En la poética que abre sus poemas en la antología La generación del 99, de García Martín, Antonio Manilla (León, 1967) dejó escrito: "Concibo la poesía como la pintura de lo invisible: sentimientos, emociones, ideas. Como la búsqueda de emociones significativas que expresen los universales del sentimiento (…) Y como un arte (…) de correspondencias". "Una vez cazado el símbolo -añade- hay que disecarlo". Con la voz, más que con el lenguaje. Recuerda uno a Octavio Paz, cuando el poeta mexicano dijo que la poesía "es el triunfo de la expresión sobre el estilo". "La victoria de la voz sobre el fondo", dice por su parte Manilla. Alude allí a Auden, citado por Spender, para afirmar que "el tema de un poema es sólo la percha en la que se cuelga la poesía". Por eso, comenta, "nunca se escribe el mismo poema ni el mismo libro una y otra vez: una voz más depurada reescribe sobre aquello que es lo único que importa". "El poeta -dice- es una voz que fluye". Rehúye, por fin, el poema oscuro. "La opacidad, en literatura -precisa-, muchas veces no es solo una descortesía para con el lector: es una carencia, una falta de trabajo literario, una dimisión del propio oficio". Lo que no significa que la poesía deba ser "de una claridad sin paliativos": eso sería "dimitir del misterio". "Lo que a mí me interesa -matiza el poeta leonés- es el misterio de lo oscuro, no su retórica". Lo que no le impide decir que "toda poesía es clara: ilumina el mundo". Y "todos los poetas que admito tienden al claroscuro", siquiera sea "porque la poesía en su origen es turbia pero aspira a la transparencia". "La sed es oscura, concluye, pero el agua es clara".

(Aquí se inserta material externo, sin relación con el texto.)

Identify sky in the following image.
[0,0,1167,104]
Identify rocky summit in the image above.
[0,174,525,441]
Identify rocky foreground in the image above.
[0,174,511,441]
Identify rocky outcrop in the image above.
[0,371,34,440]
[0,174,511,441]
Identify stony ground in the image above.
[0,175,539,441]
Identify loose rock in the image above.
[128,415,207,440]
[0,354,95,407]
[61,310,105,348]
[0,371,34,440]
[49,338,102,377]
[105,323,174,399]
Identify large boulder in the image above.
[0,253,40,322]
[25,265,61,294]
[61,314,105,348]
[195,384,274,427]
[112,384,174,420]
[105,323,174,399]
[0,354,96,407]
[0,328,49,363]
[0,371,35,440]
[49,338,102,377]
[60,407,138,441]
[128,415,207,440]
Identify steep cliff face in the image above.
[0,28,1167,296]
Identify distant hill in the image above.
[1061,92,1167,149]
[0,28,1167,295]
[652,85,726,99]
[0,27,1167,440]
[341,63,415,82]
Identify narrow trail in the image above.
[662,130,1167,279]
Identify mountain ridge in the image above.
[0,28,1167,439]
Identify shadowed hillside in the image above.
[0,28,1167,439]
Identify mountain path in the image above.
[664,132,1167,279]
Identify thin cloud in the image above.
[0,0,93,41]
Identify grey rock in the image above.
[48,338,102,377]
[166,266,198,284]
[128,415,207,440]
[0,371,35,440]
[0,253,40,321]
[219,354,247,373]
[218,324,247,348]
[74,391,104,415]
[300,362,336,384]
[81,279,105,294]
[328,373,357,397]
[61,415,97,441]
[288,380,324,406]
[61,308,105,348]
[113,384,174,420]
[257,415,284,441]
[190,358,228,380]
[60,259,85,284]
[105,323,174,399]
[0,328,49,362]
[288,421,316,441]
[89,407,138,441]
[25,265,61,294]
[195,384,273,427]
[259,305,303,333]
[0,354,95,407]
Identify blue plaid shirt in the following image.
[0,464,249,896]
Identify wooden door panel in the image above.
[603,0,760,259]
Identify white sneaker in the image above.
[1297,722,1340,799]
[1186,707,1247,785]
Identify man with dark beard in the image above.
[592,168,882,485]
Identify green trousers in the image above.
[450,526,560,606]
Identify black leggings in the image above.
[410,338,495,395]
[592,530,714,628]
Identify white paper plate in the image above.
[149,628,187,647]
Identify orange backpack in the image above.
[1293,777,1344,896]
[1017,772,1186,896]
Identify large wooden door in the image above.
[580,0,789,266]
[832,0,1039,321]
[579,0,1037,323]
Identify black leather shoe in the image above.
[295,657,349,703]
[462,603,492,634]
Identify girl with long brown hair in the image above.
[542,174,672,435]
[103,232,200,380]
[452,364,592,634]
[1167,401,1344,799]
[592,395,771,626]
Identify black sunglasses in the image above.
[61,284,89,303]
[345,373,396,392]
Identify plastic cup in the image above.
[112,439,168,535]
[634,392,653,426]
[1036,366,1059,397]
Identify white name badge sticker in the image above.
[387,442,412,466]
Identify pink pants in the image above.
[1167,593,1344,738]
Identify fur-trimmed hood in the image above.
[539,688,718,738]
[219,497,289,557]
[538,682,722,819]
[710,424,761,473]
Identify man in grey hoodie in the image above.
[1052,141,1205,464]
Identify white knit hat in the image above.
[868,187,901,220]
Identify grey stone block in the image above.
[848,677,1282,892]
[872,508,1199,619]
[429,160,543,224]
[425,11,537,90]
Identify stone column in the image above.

Viene todo lo transcrito a propósito de la última entrega de Antonio Manilla que publica Pre-Textos bajo el título Broza y que tan bien se entiende a la luz de estas palabras iluminadoras y llenas de sentido. El poeta sabe lo que dice. Y es verdad.
El mismo título, escueto y sugerente, da fe de esa poética. Convencido de que el paisaje (también) hace al poeta, hay un gusto castellano por lo esencial, por lo despojado. Lo traía a colación hace poco, cuando hablaba de la poesía de Enrique Andrés Ruiz, otro castellano viejo. Y eso, aunque sirva para Jiménez Lozano o Andrés Trapiello, también es aplicable a otros poetas y otros paisajes. Quiero decir que la estirpe poética de Manilla es amplia al tiempo que precisa, de línea meditativa, con una gran presencia de la naturaleza, y al leer sus versos me resulta inevitable pensar en otros Antonios, como Cabrera o Moreno, de la vertiente, digamos, mediterránea; de la que cita, por cierto, a Joan Vinyoli y César Simón.
Una serie de poemas de Broza marcan, se podría afirmar, la centralidad del libro; su columna vertebral, por decirlo de otro modo. Todos llevan título en latín o griego y aluden a conocidos tópicos literarios: "Beatus ille", "Carpe diem", "Panta rei", "Tempus fugit", "Locus amoenus", "Ubi sunt", "Remedia amoris", "Collige, virgo, rosas"... Ese gusto por renovar asuntos clásicos, por decir con palabras de hoy lo que no ha dejado de ser una constante en la vida de los hombres, marca sin duda esta poesía. Digo hombres y realzo su humanismo, tan claro en "Así es", pongo por caso, o en "Homo sapiens sapiens" y "Animal divino". En otro poema, "Tesoro" podemos apreciar lo que comentaba, poesía que no busca lo nuevo sino la novedad de lo de siempre, por jugar un poco con las palabras.
Poesía minuciosa, del detalle, como en "Ephemera". Poesía que mira a la tierra, sí, pero también a lo alto, llena de cielos y de estrellas. Más allá, escribe: "Es nuestra casa el mundo".
Podría señalar otros poemas significativos, como "Big Bang", "Márgenes para invocar el sueño", "Vértigo", "Déjà vu", "La misma sombra", "Permanencia", el precioso "Paraíso" (donde aparece el río Torío y las truchas)... Algunos están llenos de melancolía, como "Certeza", "Memoria de una nada" ("Sólo es pura la pérdida") y "Plegaria matinal", donde leemos: "que sea aquí y ahora el resto de la vida".
En el poema final, "Niños buscando nidos", se alude al zorzal. Se me antoja que el círculo se cierra y que lo hace con dos significativas palabras, humildes y campestres: la broza y el zorzal, tan bonitas, o eso me parece, como hondas y evocadoras.